Maritza Quispe Mamani, HKK’s lawyer, from Peru’s Instituto de Defensa Legal (IDL), calls the ruling “transcendental” - and significant not just for the Kukamas and the Marañon, but for “all rivers contaminated by extractive activities.”
“It’s a very important sentence because it’s the first ruling in Peru that recognises that a river has rights - and not just any river, but the Marañon, which has suffered and continues to suffer from constant oil spills,” Quispe Mamani tells me. “It’s also important because it marks a turning-point in initiating a debate on the need to protect fresh water sources through a legal concept already recognised in other countries where the recognition of rivers as entities with rights has also been sought.”
How likely is it, though, the sentence will be appealed?

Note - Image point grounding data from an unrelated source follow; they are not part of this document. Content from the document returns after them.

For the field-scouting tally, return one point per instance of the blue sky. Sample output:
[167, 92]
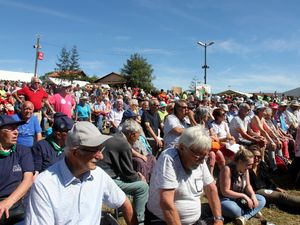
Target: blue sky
[257, 42]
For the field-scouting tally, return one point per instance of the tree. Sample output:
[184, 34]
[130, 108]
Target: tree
[193, 83]
[138, 73]
[63, 63]
[68, 65]
[74, 58]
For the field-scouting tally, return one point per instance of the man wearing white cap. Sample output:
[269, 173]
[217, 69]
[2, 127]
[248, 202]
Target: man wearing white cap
[72, 190]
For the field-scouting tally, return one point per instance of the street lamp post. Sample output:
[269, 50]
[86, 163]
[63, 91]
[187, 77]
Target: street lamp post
[205, 45]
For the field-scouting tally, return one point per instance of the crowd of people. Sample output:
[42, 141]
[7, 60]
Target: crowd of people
[65, 151]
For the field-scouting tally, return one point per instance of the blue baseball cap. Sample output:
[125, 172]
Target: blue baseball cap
[62, 122]
[6, 120]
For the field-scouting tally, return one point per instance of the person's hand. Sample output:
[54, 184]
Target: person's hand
[274, 146]
[142, 177]
[281, 190]
[254, 200]
[218, 222]
[4, 208]
[143, 157]
[159, 143]
[250, 202]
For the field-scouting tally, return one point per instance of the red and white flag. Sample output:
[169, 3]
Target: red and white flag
[40, 55]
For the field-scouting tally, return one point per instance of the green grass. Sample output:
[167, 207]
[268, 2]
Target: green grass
[273, 215]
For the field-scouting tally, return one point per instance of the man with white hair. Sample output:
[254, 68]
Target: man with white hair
[179, 179]
[118, 164]
[72, 190]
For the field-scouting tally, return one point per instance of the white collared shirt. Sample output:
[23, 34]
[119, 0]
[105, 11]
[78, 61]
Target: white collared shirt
[57, 197]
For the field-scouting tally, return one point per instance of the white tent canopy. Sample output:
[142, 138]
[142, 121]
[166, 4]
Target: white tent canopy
[15, 76]
[294, 92]
[233, 92]
[59, 81]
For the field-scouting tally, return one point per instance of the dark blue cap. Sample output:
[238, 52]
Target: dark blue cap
[62, 122]
[128, 114]
[6, 120]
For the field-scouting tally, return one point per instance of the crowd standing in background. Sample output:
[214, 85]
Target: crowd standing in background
[43, 127]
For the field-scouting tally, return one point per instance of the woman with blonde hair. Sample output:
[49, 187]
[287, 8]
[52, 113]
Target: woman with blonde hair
[238, 200]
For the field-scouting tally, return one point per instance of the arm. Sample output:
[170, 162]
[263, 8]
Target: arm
[15, 94]
[47, 103]
[250, 192]
[17, 194]
[151, 132]
[168, 207]
[225, 184]
[138, 155]
[128, 213]
[214, 201]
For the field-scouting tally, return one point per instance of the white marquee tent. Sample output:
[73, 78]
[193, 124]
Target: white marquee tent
[15, 76]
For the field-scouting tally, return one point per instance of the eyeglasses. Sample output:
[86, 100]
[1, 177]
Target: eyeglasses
[183, 107]
[198, 157]
[90, 151]
[10, 129]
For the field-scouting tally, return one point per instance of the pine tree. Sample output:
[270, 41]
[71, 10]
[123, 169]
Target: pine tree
[63, 63]
[138, 72]
[74, 58]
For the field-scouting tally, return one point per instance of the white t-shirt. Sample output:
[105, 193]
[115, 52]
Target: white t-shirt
[171, 139]
[236, 123]
[57, 197]
[220, 129]
[169, 173]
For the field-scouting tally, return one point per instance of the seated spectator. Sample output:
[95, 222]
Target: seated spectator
[63, 101]
[16, 172]
[115, 117]
[99, 112]
[262, 184]
[152, 125]
[83, 110]
[31, 131]
[118, 164]
[239, 128]
[261, 130]
[175, 124]
[179, 178]
[73, 190]
[238, 200]
[215, 154]
[51, 149]
[162, 112]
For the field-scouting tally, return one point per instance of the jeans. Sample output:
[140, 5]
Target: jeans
[232, 210]
[139, 192]
[283, 200]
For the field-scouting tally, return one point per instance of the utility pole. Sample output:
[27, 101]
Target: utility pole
[37, 47]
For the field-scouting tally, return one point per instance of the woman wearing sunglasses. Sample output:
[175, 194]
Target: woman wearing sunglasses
[263, 184]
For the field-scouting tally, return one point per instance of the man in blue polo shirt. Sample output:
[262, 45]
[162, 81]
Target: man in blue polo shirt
[31, 131]
[50, 150]
[16, 171]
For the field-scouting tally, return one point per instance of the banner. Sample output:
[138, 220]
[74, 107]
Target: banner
[40, 55]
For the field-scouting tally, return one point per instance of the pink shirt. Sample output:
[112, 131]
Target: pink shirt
[62, 104]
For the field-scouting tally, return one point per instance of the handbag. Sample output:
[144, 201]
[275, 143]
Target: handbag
[16, 213]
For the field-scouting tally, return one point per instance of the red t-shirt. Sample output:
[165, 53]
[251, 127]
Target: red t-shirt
[35, 96]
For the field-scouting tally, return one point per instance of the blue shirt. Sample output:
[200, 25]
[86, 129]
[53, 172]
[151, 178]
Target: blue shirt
[44, 155]
[28, 130]
[12, 168]
[83, 111]
[57, 197]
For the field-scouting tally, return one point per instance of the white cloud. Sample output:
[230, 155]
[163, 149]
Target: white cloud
[232, 46]
[146, 51]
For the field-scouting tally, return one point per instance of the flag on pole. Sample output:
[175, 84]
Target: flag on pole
[40, 55]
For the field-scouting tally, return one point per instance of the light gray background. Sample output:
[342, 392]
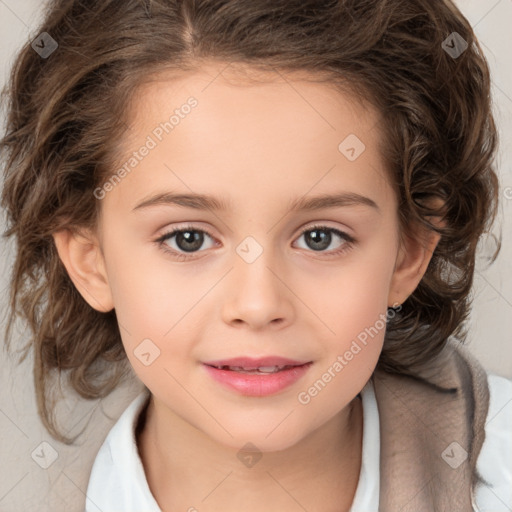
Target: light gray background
[25, 486]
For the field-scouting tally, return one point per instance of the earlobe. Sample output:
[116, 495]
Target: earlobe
[414, 256]
[82, 258]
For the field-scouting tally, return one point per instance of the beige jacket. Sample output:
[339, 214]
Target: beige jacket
[432, 431]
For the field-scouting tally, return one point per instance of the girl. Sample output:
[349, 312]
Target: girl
[270, 210]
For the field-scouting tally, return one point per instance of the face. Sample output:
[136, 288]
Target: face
[249, 275]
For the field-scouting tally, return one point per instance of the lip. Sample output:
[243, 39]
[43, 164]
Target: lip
[257, 384]
[256, 362]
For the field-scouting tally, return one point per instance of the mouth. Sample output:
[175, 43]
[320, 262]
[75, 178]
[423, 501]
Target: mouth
[257, 377]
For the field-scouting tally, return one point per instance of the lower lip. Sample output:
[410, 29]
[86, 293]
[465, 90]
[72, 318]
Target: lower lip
[251, 384]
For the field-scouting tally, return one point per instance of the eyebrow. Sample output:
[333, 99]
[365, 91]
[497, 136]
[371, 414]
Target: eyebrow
[208, 202]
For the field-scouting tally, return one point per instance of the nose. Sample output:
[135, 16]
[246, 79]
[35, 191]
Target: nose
[257, 294]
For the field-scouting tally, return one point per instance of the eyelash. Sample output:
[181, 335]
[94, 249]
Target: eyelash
[349, 241]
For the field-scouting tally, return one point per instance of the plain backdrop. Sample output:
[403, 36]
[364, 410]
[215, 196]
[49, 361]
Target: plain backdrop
[26, 486]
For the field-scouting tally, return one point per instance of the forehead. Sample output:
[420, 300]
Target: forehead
[262, 132]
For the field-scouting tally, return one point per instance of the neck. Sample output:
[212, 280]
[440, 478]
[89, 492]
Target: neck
[187, 470]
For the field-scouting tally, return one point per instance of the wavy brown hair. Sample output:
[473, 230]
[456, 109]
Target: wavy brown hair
[66, 114]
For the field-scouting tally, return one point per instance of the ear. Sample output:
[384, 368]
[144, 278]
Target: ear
[414, 255]
[80, 253]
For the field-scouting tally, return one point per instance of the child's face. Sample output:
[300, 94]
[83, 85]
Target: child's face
[256, 287]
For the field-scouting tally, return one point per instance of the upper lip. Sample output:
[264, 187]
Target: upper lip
[259, 362]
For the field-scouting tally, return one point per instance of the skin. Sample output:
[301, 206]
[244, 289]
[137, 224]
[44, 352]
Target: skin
[259, 146]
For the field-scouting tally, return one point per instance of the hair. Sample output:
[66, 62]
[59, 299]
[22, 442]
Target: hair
[68, 112]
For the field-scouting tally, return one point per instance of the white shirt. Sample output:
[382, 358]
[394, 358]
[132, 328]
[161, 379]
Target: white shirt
[118, 482]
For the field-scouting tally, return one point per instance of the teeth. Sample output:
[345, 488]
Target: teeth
[261, 369]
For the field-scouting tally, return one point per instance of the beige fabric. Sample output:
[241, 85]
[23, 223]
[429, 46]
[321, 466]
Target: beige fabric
[431, 435]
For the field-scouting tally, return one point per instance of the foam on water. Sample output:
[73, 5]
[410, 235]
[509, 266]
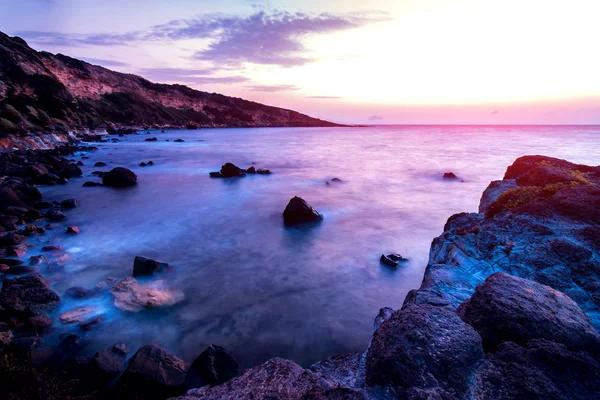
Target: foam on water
[252, 285]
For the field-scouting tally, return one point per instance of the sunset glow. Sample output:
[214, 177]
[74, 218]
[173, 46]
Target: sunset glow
[464, 61]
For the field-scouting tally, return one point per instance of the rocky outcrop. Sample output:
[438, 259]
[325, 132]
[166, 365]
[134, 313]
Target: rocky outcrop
[298, 211]
[40, 92]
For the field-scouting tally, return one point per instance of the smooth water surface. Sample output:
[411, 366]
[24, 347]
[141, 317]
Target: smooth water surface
[252, 285]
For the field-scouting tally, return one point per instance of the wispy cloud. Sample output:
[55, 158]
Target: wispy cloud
[272, 88]
[271, 38]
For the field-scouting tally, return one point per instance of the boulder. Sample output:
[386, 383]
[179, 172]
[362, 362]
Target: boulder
[29, 295]
[299, 211]
[425, 347]
[119, 177]
[508, 308]
[213, 366]
[153, 373]
[131, 295]
[143, 266]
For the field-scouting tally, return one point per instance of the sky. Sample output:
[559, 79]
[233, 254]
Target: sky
[348, 61]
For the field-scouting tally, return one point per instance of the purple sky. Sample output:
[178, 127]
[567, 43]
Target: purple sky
[411, 61]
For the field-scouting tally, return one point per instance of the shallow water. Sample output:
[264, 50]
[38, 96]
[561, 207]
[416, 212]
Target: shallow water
[252, 285]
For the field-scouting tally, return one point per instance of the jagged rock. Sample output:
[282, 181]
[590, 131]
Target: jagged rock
[423, 346]
[143, 266]
[131, 295]
[275, 379]
[30, 295]
[299, 211]
[119, 177]
[153, 373]
[214, 366]
[508, 308]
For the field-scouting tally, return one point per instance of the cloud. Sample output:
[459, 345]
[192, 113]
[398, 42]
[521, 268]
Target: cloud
[190, 76]
[104, 63]
[323, 97]
[271, 38]
[272, 88]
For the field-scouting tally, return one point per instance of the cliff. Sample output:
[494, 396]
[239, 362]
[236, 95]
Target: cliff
[42, 92]
[508, 307]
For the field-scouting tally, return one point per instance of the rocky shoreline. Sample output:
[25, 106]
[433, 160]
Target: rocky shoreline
[508, 308]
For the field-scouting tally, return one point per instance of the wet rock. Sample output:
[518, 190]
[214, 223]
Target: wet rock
[119, 177]
[55, 216]
[275, 379]
[11, 239]
[72, 230]
[143, 266]
[30, 295]
[69, 203]
[153, 373]
[213, 366]
[450, 175]
[109, 362]
[507, 308]
[425, 347]
[77, 292]
[131, 295]
[299, 211]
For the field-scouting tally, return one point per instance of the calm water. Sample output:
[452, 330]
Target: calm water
[250, 284]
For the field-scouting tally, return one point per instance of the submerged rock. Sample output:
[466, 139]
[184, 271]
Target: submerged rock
[153, 373]
[131, 295]
[143, 266]
[119, 177]
[30, 295]
[298, 211]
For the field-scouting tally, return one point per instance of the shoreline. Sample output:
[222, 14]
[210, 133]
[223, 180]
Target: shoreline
[443, 288]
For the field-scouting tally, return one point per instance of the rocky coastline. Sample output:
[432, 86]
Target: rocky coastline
[509, 307]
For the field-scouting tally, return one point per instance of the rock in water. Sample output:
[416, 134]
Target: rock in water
[427, 347]
[29, 295]
[153, 373]
[131, 295]
[507, 308]
[119, 177]
[143, 266]
[213, 366]
[299, 211]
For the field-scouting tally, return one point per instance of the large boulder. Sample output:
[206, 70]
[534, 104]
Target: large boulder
[424, 347]
[131, 295]
[28, 295]
[213, 366]
[508, 308]
[119, 177]
[298, 211]
[143, 266]
[275, 379]
[153, 373]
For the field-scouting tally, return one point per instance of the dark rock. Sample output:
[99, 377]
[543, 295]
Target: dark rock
[507, 308]
[77, 292]
[29, 295]
[55, 216]
[143, 266]
[73, 230]
[299, 211]
[69, 203]
[153, 373]
[423, 346]
[91, 184]
[213, 366]
[119, 177]
[450, 175]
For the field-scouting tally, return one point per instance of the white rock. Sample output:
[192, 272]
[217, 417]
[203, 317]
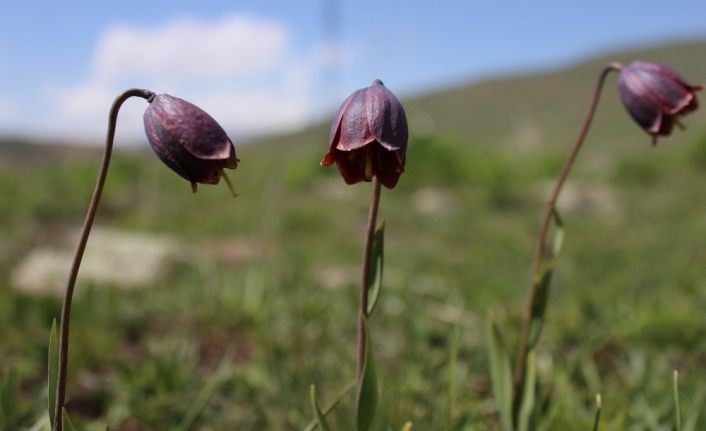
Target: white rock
[116, 258]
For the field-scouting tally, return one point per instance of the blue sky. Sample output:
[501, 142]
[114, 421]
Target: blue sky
[270, 66]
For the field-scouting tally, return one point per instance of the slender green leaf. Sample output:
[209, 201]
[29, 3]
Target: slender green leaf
[9, 390]
[68, 426]
[528, 395]
[202, 398]
[320, 418]
[544, 276]
[451, 389]
[677, 408]
[367, 400]
[500, 374]
[328, 409]
[377, 262]
[53, 371]
[599, 406]
[696, 406]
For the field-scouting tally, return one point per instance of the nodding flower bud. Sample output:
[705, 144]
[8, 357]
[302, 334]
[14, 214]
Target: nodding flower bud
[369, 137]
[655, 96]
[189, 141]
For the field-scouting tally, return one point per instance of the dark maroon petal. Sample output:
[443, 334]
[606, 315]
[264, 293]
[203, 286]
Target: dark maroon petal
[370, 126]
[388, 166]
[354, 132]
[639, 102]
[193, 128]
[175, 155]
[672, 94]
[351, 165]
[387, 119]
[161, 149]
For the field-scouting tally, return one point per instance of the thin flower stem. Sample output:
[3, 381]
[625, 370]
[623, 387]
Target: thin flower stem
[231, 187]
[88, 222]
[544, 231]
[363, 299]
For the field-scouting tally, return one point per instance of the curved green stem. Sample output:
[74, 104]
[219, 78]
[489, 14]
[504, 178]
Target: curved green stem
[363, 297]
[88, 222]
[520, 369]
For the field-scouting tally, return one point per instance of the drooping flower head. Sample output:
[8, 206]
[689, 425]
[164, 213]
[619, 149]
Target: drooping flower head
[656, 96]
[369, 137]
[188, 140]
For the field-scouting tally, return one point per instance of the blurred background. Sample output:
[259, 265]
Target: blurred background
[199, 311]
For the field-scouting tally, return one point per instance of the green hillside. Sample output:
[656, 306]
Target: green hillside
[264, 304]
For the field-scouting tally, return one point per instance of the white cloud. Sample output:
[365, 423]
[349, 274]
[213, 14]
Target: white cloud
[233, 47]
[242, 69]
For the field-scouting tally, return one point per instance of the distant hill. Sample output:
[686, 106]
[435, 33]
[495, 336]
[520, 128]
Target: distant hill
[518, 113]
[537, 111]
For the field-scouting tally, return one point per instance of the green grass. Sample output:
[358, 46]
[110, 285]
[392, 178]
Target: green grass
[223, 344]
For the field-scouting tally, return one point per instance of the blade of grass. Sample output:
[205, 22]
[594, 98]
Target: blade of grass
[677, 408]
[599, 406]
[318, 414]
[311, 426]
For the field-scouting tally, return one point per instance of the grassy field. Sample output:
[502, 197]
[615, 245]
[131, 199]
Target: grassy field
[232, 341]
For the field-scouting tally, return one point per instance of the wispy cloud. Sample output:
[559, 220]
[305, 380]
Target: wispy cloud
[8, 109]
[244, 70]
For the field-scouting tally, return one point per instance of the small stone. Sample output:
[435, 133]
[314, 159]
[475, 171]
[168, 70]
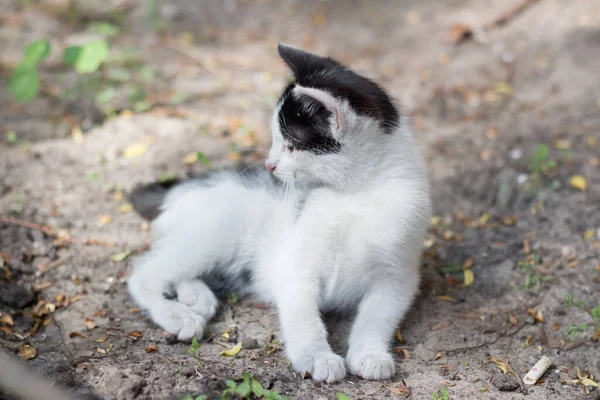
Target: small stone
[249, 343]
[505, 382]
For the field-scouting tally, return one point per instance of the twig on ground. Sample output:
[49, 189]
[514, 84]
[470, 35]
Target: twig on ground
[51, 232]
[461, 32]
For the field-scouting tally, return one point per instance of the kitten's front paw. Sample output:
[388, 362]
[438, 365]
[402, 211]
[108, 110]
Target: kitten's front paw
[178, 319]
[324, 366]
[371, 365]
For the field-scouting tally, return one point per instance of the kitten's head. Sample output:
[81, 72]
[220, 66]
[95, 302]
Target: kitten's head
[328, 122]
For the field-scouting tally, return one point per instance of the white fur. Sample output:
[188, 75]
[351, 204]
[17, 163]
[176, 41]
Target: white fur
[354, 243]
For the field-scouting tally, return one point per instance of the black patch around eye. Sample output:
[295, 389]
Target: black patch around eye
[365, 96]
[307, 131]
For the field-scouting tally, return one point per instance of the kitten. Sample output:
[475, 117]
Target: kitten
[335, 222]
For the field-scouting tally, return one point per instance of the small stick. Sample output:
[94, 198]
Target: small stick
[51, 232]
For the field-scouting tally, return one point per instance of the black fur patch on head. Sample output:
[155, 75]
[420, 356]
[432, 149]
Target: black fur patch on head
[305, 124]
[365, 96]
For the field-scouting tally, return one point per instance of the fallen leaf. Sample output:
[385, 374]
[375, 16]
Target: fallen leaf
[27, 352]
[89, 323]
[103, 220]
[501, 364]
[399, 336]
[77, 334]
[151, 349]
[135, 150]
[232, 351]
[399, 389]
[578, 182]
[190, 158]
[42, 285]
[469, 277]
[537, 315]
[121, 256]
[125, 208]
[6, 319]
[102, 339]
[135, 335]
[562, 144]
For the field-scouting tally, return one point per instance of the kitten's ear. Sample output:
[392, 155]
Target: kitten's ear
[300, 62]
[333, 105]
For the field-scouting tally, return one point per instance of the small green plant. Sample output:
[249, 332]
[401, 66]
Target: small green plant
[534, 278]
[193, 350]
[246, 388]
[576, 330]
[441, 394]
[24, 83]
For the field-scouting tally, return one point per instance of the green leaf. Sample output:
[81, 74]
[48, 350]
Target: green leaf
[24, 83]
[70, 55]
[104, 28]
[244, 389]
[541, 153]
[445, 394]
[257, 388]
[91, 56]
[596, 312]
[203, 159]
[36, 52]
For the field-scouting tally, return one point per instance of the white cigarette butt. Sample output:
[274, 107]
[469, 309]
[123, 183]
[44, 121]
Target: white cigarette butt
[537, 371]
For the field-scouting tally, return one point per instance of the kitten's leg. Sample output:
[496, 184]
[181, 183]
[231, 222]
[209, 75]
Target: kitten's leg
[379, 313]
[304, 332]
[155, 277]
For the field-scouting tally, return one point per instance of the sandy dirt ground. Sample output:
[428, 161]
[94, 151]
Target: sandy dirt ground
[480, 109]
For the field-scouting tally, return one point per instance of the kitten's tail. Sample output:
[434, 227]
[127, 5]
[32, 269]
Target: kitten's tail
[148, 199]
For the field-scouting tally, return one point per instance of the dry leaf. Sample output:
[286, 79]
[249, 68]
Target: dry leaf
[125, 208]
[77, 334]
[232, 351]
[135, 335]
[537, 315]
[578, 182]
[399, 389]
[190, 158]
[501, 364]
[27, 352]
[469, 277]
[103, 220]
[135, 150]
[42, 285]
[102, 339]
[6, 319]
[151, 349]
[89, 323]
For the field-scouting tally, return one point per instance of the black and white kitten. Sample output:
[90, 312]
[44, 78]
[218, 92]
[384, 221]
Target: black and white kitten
[335, 223]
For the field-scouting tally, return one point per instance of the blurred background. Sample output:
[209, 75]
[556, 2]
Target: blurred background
[504, 96]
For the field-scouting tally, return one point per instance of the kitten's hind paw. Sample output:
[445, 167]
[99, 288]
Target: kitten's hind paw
[371, 365]
[179, 320]
[327, 367]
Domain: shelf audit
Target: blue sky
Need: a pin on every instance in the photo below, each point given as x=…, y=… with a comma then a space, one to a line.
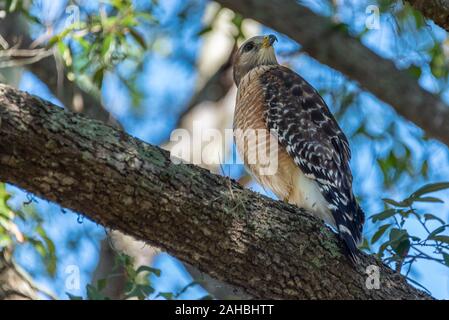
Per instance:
x=169, y=83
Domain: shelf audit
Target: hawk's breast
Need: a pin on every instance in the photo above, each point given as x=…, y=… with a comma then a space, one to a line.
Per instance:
x=287, y=181
x=249, y=117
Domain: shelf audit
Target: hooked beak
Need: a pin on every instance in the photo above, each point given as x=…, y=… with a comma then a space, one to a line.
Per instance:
x=269, y=40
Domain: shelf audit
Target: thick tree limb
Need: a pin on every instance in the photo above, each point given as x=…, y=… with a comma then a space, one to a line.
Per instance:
x=436, y=10
x=330, y=46
x=267, y=248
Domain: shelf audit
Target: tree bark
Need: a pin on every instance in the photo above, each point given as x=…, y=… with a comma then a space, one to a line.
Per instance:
x=436, y=10
x=330, y=46
x=266, y=248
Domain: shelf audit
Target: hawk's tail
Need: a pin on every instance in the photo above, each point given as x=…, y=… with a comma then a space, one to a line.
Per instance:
x=350, y=226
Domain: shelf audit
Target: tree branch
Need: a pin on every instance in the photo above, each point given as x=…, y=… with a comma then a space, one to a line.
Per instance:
x=267, y=248
x=436, y=10
x=332, y=47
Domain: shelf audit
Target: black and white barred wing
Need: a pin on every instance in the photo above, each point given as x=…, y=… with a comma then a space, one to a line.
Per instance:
x=308, y=131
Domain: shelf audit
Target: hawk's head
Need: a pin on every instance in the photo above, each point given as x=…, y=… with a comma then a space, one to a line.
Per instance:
x=252, y=53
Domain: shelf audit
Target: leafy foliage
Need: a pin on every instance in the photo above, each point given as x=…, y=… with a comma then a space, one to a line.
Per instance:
x=430, y=242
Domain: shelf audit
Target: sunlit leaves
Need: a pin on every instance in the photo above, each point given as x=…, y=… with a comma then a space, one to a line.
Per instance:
x=99, y=42
x=404, y=248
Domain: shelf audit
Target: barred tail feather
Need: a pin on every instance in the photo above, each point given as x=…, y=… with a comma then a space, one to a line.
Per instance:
x=350, y=226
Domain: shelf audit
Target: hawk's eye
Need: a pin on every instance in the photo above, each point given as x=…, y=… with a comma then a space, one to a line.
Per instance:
x=248, y=47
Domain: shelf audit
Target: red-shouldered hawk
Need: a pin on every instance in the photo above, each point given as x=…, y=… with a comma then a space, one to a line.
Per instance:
x=312, y=151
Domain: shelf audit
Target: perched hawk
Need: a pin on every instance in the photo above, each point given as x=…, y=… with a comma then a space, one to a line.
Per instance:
x=312, y=151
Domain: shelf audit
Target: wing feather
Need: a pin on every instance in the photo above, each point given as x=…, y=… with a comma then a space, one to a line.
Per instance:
x=312, y=137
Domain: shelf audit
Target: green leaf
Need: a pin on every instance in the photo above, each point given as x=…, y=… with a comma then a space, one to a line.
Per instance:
x=415, y=71
x=399, y=241
x=73, y=297
x=429, y=216
x=429, y=188
x=394, y=203
x=383, y=215
x=148, y=269
x=138, y=37
x=444, y=239
x=380, y=232
x=428, y=199
x=446, y=258
x=166, y=295
x=94, y=294
x=101, y=284
x=438, y=230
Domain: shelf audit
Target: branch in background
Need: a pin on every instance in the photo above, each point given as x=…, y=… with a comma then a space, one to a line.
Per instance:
x=14, y=32
x=436, y=10
x=267, y=248
x=319, y=38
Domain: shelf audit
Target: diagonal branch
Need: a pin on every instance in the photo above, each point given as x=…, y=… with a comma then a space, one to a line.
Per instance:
x=330, y=46
x=267, y=248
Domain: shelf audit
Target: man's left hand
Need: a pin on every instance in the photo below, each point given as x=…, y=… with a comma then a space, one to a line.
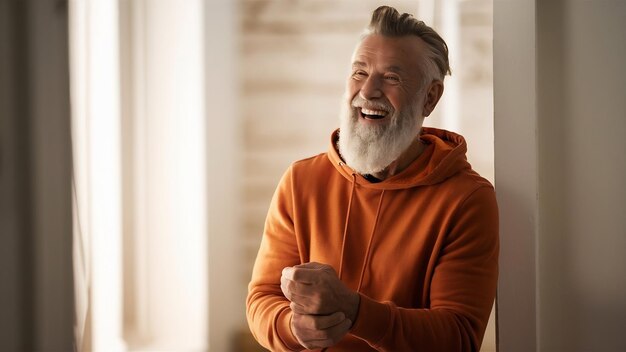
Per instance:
x=315, y=288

“It’s a first instance ruling,” Quispe Mamani says, “so it will most likely be appealed by Petroperu.”
For HKK’s president, Mariluz Canaquiri Murayari, the sentence is a victory “not just for the Kukama people”, but “the Amazon as a whole, Peru and the world.”
“This struggle, this achievement, is for everyone,” she tells me. “We depend on the rivers to exist - they’re part of our lives and territories. Without them, we couldn’t survive. For the Kukama people in particular, the River Marañon is sacred - it gives us food, it gives us water and it gives life to the trees, the forest and all the living beings in nature. Rivers are living beings and it’s for that reason they should have rights.”
The judge also ruled that indigenous organisations should have a decision-making role on a “Water Resources Council” that must be established by the regional government, and that indigenous organisations, together with certain state entities, should be named as “guardians, defenders and representatives” of the Marañon and its tributaries too. In addition, the ruling ordered state oil company Petroperu to update its Management Plan for the North Peruvian Oil Pipeline that has been responsible for so much of the damage done to the river over decades.
HKK’s Canaquiri Murayari is full of thanks for those who have supported the Kukama’s struggle - “the lawyers Juan Carlos Ruiz and Maritza Quispe from IDL, as well as other allies both national and international, particularly the lawyers who helped us with the amicus curiae” submitted to the judge.
“We truly feel like we’ve been listened to and appreciated,” she says. “And now, from this point on, we have the authority to sit down with state institutions, coordinate with them and decide, in the future, what we are going to do and how we can protect the river. We’re making history for future generations, so that they can continue this fight. Defending the Amazon is defending everybody’s common home.”